Si cela ne m’est plus permis, je n’ai pas
d’observation à faire ; je me bornerai à faire remarquer qu’à 15 fr., le
froment étant encore à vil prix, si vous voulez venir au secours de
l’agriculture, il ne faut pas choisir ce prix comme minimum, mais fixer un
droit à l’entrée sur le froment lorsqu’il est 15 fr., un droit plus élevé
lorsqu’il est à 14 fr., plus élevé encore à 13 fr. et enfin fixer à 12 fr. le
minimum, ou le taux de prohibition pour l’importation des céréales étrangères.
M. Eloy de
Burdinne. - Comme le dit l’honorable M. Dumont, lorsque le blé est à 15
fr., l’agriculture est encore dans la gêne ; mais le taux moyen du pays n’est
pas le prix réel ; car je vous ai fait voir que le prix des grains à Anvers
était plus élevé : ce taux plus élevé a fait hausser les grains de toutes les
autres provinces.
Je ferai à cet égard une observation : Sur le
marché de Liége il y a un certain temps, le grain était coté à 10 fr. 80. Eh
bien en ce moment le taux moyen dans tout le royaume était de 12 fr. 15 cent,
il y avait près de 2 fr. de différence. Ainsi, messieurs, si vous fixez le
droit par le taux moyen, vous n’accorderez pas la protection nécessaire à
l’agriculture.
D’après la
loi du 18 juillet 1819 en France les blés étrangers étaient prohibés dans les
départements rangés dans la première classe, lorsque le prix du blé était
au-dessus de 20 fr., lorsque était au-dessus de 18 fr. pour la deuxième classe,
et enfin au dessus de 16 fr. pour la troisième classe.

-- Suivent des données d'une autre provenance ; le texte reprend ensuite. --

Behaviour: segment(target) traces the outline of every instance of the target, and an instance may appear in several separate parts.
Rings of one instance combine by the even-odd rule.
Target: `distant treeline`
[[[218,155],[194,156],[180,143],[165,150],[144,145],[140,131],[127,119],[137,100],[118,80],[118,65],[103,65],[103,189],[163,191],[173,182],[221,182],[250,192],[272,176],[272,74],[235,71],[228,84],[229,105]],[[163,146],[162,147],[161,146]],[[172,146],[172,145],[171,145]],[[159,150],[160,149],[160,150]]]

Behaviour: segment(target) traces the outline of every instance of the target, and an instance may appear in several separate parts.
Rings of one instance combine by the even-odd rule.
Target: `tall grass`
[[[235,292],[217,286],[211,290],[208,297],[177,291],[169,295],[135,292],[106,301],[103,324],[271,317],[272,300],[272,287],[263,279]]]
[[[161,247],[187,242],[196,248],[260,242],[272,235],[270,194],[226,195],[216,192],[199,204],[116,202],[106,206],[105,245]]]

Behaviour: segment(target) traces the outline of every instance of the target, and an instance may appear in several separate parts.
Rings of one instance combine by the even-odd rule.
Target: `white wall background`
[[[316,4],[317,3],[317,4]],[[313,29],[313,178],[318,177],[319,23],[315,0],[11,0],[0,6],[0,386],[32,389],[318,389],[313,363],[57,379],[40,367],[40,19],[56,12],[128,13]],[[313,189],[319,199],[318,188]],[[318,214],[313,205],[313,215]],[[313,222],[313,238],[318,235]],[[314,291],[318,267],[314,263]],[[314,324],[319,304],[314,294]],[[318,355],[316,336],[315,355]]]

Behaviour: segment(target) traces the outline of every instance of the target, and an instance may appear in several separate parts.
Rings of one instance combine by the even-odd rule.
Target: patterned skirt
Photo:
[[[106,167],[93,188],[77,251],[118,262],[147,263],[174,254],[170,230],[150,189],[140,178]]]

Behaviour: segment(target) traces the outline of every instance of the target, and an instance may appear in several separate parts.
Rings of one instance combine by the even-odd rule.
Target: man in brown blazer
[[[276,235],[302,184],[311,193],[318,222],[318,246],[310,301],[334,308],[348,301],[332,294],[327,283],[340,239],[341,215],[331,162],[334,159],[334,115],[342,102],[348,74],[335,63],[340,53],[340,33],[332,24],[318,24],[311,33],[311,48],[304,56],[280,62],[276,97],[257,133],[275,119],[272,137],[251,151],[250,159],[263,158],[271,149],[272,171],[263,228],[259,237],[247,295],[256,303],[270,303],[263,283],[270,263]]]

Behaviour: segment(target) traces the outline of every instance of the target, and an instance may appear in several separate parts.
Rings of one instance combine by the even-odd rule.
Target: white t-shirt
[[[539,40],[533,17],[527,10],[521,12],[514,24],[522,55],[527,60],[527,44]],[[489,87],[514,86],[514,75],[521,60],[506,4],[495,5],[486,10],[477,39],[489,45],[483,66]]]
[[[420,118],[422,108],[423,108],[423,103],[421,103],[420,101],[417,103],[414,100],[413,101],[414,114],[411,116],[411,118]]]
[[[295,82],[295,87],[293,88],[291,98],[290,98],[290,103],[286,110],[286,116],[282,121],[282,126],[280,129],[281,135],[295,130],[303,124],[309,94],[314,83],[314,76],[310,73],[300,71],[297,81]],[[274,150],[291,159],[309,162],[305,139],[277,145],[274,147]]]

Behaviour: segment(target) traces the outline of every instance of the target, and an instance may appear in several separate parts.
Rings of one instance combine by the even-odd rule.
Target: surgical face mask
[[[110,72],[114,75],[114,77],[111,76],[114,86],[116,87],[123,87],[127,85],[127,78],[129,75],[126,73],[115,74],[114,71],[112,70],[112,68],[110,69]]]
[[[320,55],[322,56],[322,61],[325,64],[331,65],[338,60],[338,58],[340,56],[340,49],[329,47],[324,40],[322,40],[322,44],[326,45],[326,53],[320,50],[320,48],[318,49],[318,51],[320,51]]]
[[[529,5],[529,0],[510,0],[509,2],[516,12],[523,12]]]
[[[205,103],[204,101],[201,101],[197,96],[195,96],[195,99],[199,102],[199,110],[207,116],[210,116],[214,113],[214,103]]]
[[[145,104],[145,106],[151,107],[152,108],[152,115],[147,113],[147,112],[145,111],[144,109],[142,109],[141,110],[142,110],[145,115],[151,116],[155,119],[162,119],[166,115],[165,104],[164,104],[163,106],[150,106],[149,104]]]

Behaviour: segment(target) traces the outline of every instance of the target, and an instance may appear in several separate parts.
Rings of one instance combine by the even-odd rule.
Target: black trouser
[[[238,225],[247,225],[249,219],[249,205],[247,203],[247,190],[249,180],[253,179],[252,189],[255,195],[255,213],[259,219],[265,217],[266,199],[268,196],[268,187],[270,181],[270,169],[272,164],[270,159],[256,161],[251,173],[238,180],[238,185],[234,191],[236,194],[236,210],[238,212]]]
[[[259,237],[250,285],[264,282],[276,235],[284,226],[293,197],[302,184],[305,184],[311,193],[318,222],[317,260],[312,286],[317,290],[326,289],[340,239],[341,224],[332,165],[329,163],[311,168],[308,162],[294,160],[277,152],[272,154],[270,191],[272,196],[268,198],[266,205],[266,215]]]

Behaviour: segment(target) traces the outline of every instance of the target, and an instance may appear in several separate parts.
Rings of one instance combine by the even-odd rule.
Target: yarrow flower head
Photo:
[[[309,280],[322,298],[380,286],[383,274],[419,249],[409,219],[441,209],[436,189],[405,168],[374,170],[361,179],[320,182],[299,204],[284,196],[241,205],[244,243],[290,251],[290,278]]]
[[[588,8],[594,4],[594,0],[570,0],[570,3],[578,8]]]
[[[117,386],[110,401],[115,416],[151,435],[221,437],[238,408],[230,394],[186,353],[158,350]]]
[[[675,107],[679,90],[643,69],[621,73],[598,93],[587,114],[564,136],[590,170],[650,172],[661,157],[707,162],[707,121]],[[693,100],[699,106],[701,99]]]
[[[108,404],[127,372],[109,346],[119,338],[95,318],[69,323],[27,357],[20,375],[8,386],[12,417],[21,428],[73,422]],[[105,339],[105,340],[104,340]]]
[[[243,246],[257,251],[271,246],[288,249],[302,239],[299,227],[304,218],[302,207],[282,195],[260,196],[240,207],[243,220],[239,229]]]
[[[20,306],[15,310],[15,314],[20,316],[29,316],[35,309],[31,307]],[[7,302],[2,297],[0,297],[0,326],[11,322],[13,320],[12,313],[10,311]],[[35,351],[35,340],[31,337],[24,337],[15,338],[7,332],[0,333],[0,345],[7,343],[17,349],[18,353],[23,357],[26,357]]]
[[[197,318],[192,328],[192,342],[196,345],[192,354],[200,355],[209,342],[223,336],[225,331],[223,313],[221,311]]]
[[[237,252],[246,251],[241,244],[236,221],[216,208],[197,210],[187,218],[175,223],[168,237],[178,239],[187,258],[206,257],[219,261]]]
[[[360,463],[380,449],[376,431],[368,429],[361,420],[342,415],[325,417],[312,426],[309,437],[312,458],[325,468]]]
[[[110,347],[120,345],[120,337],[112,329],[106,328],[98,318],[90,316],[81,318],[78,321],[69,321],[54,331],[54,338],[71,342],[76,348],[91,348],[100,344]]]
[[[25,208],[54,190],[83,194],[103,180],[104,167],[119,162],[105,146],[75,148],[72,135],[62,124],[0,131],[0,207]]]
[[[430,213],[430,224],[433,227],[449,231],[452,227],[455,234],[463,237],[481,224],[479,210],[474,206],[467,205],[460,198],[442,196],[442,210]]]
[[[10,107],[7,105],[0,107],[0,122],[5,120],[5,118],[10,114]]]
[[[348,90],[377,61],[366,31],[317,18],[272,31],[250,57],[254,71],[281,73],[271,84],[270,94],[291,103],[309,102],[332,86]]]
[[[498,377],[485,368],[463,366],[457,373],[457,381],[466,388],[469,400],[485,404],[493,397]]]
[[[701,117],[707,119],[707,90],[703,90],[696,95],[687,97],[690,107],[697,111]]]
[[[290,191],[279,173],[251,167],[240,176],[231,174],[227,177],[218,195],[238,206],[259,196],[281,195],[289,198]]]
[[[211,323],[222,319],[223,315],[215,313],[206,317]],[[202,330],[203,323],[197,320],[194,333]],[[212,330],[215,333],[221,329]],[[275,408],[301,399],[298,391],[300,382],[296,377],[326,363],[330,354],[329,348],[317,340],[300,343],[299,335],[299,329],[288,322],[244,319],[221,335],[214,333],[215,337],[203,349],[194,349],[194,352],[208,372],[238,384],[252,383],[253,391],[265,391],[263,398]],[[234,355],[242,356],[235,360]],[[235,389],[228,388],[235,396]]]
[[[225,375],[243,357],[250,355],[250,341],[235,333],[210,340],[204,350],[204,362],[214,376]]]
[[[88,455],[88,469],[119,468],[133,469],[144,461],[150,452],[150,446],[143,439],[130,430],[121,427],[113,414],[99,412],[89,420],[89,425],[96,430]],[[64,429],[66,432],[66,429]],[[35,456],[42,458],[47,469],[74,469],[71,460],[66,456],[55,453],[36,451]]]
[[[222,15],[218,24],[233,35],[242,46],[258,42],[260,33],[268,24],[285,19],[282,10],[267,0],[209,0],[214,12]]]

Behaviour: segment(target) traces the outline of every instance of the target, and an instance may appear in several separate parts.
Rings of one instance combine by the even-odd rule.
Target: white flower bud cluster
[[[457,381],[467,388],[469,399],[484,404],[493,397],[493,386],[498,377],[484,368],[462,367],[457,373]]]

Vous voyez donc qu’en France, la prohibition
des céréales étrangères s’étendait jusqu’au prix de 16 fr. Si vous n’admettez
pas des bases au moins aussi larges, autant vaut dire que vous ne voulez rien
accorder à l’agriculture. Si vous n’accordez la prohibition des céréales que
lorsqu’elles sont à un prix tel que l’agriculture est ruinée, autant vaut dire
à l’agriculteur d’abandonner la culture et de se laisser nourrir par
l’étranger. Ce sont ces considérations qui m’ont porté à proposer par
amendement le même minimum qu’en France.
M. A.
Rodenbach. - Quelques membres se sont montrés les antagonistes du
système anglais auquel ils préfèrent le système progressif, le système
français. Je leur répondrai en leur faisant remarquer que l’échelle que je
propose est très grande ; elle s’étend de 15 à 20 francs ; elle donne toute
latitude au commerce et rend impossible toute perturbation ; elle est plus
libérale que le système établi en France par la loi de 1819.
M. le président.
- La parole est à M. Coghen, rapporteur.
M. Coghen, rapporteur. - La question du maximum et du
minimum est très importante. Je prie la chambre de vouloir bien renvoyer la
discussion à demain. Je ne pourrais pas maintenant donner tous les
développements nécessaires à mon opinion.
- La séance est levée à 4 heures et demie.